To speed up that handoff even further, here are some templates you could try:

Goal: [Brief description of the feature].  

Existing: [File(s) or function(s) already written].  

Constraints: [Performance, library, style, browser compatibility].  

Edge Cases: [Empty data, errors, null values].  

Preferences: [Coding style, file structure].

I’m building: [Feature X].  

Current code: [Reference Open Editors → File Y].  

Require:

- [List constraint or requirement 1]

- [List constraint or requirement 2]  

Handle: [Edge case 1, Edge case 2].  

Use: [Preferred patterns or libraries].

Example in action

Goal: Enhance the `BookListView` to show loading and error states.

Existing: In `views.py`, i fetch books but only render once data arrives.

Constraints: Use Django's built-in functionality only, no extra packages; show loading state using Django's messages framework.

Edge Cases: Empty book lists should display "No books found"; database errors show "Failed to load books."

Preferences: Keep styling with Bootstrap classes and maintain consistent error message formatting.

Using a structured prompt

6. Reboot messy sessions using the standup format

Even with precise prompts and inline docs, your AI assistant can still get stuck on old context. If your thread drifts, mixing errors or commands, reset using a clear structure like the standup-style input:

  • Goal: What you’re trying to accomplish.
  • Attempts: What you’ve already tried.
  • Roadblocks: What failed or didn't work as expected

Here's an example of a standup-style input:

Goal: Debug the failed database migration after updating Django version.

Attempts: re-ran migrations.

Roadblocks: Still getting "django.db.utils.OperationalError: no such table: reviews_review" in manage.py.

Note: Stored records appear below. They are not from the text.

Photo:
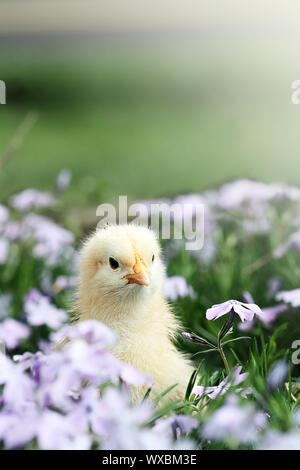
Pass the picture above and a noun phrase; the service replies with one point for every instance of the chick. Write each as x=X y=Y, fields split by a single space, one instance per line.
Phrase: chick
x=121 y=278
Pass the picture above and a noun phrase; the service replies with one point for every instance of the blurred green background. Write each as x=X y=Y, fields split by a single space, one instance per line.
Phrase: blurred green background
x=150 y=112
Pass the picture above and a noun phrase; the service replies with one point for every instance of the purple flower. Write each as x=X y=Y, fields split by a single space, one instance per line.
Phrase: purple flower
x=269 y=314
x=52 y=241
x=5 y=306
x=40 y=311
x=176 y=286
x=12 y=332
x=234 y=422
x=31 y=199
x=217 y=391
x=290 y=297
x=4 y=215
x=4 y=248
x=244 y=310
x=63 y=180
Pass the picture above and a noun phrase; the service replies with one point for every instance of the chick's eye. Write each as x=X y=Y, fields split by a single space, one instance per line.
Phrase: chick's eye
x=113 y=263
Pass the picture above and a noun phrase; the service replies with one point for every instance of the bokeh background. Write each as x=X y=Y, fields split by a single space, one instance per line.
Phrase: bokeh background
x=147 y=99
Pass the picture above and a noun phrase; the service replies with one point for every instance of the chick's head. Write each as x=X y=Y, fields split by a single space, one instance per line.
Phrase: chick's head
x=123 y=261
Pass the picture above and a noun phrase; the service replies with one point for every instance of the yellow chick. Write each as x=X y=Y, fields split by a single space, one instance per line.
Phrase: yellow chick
x=121 y=279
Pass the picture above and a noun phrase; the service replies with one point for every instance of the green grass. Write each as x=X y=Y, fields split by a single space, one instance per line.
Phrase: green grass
x=141 y=125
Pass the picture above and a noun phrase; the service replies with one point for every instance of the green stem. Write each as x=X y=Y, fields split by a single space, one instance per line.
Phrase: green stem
x=220 y=349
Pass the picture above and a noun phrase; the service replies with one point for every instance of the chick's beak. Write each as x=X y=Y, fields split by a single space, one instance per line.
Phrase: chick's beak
x=141 y=273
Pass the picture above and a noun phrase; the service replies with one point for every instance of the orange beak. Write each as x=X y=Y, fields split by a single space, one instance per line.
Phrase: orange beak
x=141 y=273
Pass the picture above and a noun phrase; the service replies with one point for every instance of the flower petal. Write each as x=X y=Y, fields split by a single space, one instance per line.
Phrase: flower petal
x=243 y=312
x=218 y=311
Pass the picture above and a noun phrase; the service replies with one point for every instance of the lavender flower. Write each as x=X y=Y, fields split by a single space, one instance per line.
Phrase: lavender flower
x=5 y=306
x=4 y=215
x=31 y=199
x=277 y=375
x=234 y=422
x=4 y=248
x=232 y=380
x=63 y=180
x=244 y=310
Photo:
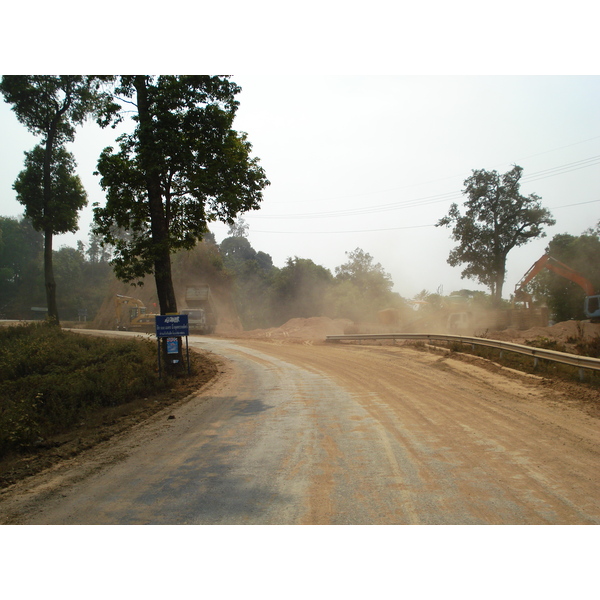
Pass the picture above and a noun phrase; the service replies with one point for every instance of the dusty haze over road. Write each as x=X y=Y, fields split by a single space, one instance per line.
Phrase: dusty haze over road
x=327 y=434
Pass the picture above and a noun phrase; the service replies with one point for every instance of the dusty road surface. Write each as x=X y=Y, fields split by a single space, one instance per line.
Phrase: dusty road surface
x=335 y=434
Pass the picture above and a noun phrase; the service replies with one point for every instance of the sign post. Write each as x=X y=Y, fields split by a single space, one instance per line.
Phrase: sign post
x=172 y=327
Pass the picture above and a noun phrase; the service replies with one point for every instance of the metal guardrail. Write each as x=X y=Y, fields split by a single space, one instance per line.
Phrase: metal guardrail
x=582 y=362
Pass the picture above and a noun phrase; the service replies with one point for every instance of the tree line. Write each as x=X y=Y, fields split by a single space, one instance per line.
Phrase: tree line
x=185 y=166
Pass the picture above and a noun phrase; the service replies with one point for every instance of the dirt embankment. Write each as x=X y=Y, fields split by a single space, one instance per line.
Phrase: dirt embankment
x=318 y=328
x=566 y=332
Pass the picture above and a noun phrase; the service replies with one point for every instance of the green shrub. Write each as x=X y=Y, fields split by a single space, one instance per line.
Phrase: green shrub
x=51 y=380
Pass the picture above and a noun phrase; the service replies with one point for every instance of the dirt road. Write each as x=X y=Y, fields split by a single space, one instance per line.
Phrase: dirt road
x=331 y=434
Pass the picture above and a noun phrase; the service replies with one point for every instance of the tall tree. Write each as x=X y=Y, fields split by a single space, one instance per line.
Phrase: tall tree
x=497 y=219
x=21 y=248
x=52 y=213
x=182 y=167
x=51 y=106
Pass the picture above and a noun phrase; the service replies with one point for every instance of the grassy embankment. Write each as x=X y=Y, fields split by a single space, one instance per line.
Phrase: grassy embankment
x=53 y=381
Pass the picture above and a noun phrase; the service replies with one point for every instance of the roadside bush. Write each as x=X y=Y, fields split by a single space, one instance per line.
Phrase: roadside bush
x=51 y=380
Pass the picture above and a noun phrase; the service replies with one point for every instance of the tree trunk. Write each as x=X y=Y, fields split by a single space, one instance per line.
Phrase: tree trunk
x=49 y=282
x=159 y=226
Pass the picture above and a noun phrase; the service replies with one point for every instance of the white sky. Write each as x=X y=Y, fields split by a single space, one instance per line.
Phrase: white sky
x=366 y=140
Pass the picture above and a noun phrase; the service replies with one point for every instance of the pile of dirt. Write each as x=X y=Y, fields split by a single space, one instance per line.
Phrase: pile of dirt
x=298 y=329
x=566 y=332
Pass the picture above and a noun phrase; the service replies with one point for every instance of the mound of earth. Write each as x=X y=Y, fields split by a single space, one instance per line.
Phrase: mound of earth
x=298 y=329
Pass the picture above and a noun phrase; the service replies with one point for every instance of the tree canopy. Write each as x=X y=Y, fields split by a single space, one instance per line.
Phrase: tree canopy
x=51 y=106
x=497 y=219
x=182 y=168
x=67 y=195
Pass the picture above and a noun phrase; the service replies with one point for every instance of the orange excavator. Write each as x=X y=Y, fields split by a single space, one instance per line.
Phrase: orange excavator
x=591 y=306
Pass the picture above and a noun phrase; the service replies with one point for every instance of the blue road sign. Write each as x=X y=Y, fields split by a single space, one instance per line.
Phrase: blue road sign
x=172 y=326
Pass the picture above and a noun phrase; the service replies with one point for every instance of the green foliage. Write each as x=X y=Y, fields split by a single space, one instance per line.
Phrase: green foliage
x=182 y=168
x=52 y=105
x=253 y=274
x=298 y=290
x=57 y=212
x=497 y=219
x=50 y=380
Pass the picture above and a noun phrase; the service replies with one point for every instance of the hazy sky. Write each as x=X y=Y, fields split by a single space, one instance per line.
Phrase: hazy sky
x=373 y=162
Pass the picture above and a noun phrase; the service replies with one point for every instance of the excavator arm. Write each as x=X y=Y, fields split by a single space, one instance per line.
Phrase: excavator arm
x=559 y=268
x=592 y=300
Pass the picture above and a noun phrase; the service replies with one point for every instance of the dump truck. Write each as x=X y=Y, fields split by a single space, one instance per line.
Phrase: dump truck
x=200 y=308
x=131 y=315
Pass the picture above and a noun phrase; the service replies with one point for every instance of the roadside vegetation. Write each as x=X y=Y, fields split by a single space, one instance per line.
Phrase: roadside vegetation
x=53 y=381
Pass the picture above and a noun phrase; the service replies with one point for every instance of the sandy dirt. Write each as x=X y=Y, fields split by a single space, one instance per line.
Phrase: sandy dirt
x=313 y=433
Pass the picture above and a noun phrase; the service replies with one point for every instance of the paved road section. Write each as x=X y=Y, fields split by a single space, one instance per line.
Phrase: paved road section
x=328 y=434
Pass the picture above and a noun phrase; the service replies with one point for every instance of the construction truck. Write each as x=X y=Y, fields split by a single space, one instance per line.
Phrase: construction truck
x=131 y=315
x=201 y=309
x=591 y=306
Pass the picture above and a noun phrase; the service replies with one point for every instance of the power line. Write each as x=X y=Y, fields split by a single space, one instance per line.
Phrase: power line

Standup-style input in cursor

The above approach clears stale context, reduces token waste, and sharpens the AI's next answer. Windsurf editor performs best in short, focused sessions, and Cursor delivers better results after periodic resets—so you remain in control, not the agent.

Final thoughts

Consistent application of these six habits—keeping threads focused, querying docs inline, automating build loops, referencing full files, prompting like a product spec, and rebooting sessions using the standup format helps turns AI-powered code editors like Cursor and Windsurf into reliable coding partners.

These six tips will make your workflows faster, clearer, and easier to scale. As a bonus, if you're hosting your documentation on Mintlify, you'll unlock features like /docs that make the tools even more efficient.

Pick one habit and try it this week. Repeat it until it becomes second nature. Over time, these habits will compound and eventually transform your workflow.